One major advantage that Portsmouth has over Southampton is the income generated from the public ownership of the commercial port. Last year this resulted in £8 million in additional funding for front-line services in Portsmouth.

In the 1990s, the then Tory-run council sought to privatise our commercial port, a plan that was strongly opposed by Labour councillors and by local trade unions. The plan was eventually voted down at a full Council meeting – by one vote! It is because of the campaign fought by the local Labour Party that Portsmouth City Council continues to benefit from substantial additional income from its commercial port.

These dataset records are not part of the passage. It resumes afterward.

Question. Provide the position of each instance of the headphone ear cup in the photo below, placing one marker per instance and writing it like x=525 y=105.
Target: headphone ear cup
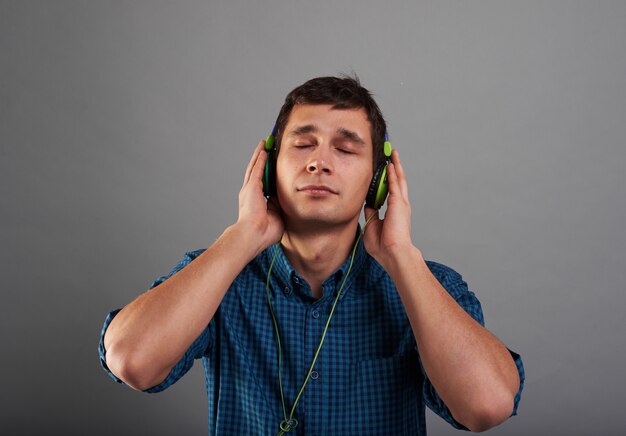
x=269 y=174
x=378 y=189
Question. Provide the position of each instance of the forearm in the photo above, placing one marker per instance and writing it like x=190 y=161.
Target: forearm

Since 2010-11, all local councils across the country have been subjected to steep cuts in the funding they receive from central government. This has required all councils to make cuts to the services they provide for their local residents.

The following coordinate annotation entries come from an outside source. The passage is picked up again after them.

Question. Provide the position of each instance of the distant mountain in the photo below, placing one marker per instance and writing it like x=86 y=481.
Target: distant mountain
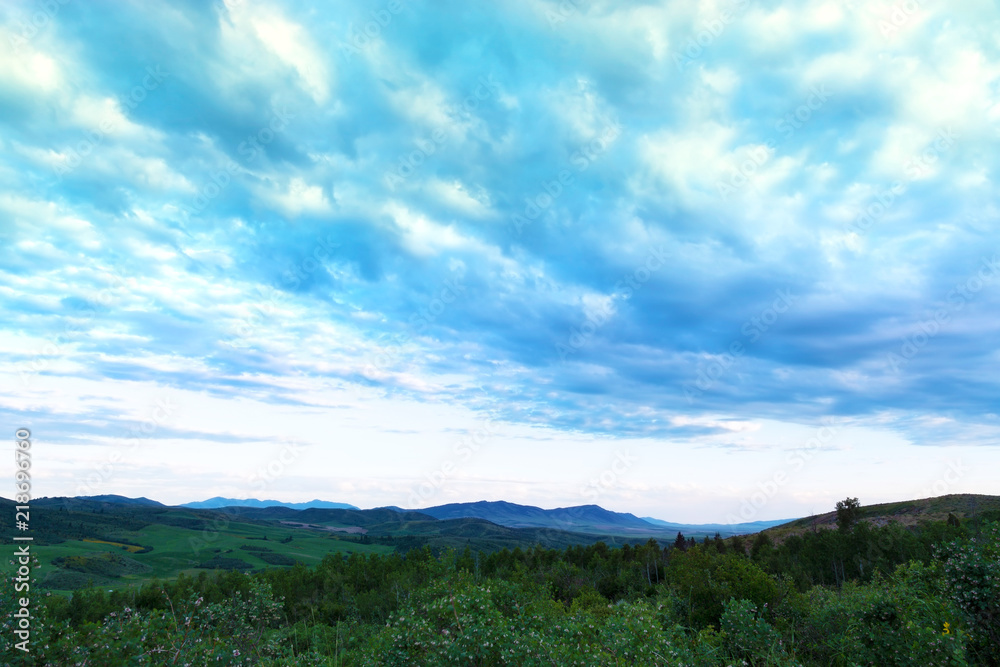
x=725 y=529
x=906 y=513
x=526 y=516
x=122 y=500
x=218 y=501
x=590 y=519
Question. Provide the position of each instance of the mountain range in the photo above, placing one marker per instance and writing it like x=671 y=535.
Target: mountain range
x=587 y=519
x=219 y=501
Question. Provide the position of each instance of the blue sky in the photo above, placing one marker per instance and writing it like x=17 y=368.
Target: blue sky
x=700 y=261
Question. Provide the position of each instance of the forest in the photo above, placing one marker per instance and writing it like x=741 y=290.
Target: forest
x=858 y=594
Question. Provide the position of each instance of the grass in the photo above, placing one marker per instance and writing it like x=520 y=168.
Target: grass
x=176 y=550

A small number of councils, Conservative, Labour and Liberal Democrat, have effectively declared themselves bankrupt and have had to surrender control of expenditure to government-appointed advisors. And recently there have been media reports that many more councils will be forced to declare bankruptcy in the next year or two.

Let’s be clear – it is successive Tory governments that are to blame for the devastating cuts in services that local councils have been forced to make in order to balance their budgets. Let’s also remember that from 2010 the Liberal Democrats were in coalition with the Tory-led government and together they were responsible for implementing savage expenditure cuts that have decimated our public services.

In Portsmouth, our annual funding from Westminster has been cut by more than £65 million or 23% in real terms. That equates to £675 for every Portsmouth household.

Portsmouth, like every other local council in the country has had to make difficult choices over which services to reduce or close in order to balance the books. We need our local councillors to be honest with us about the scale of the task they are facing.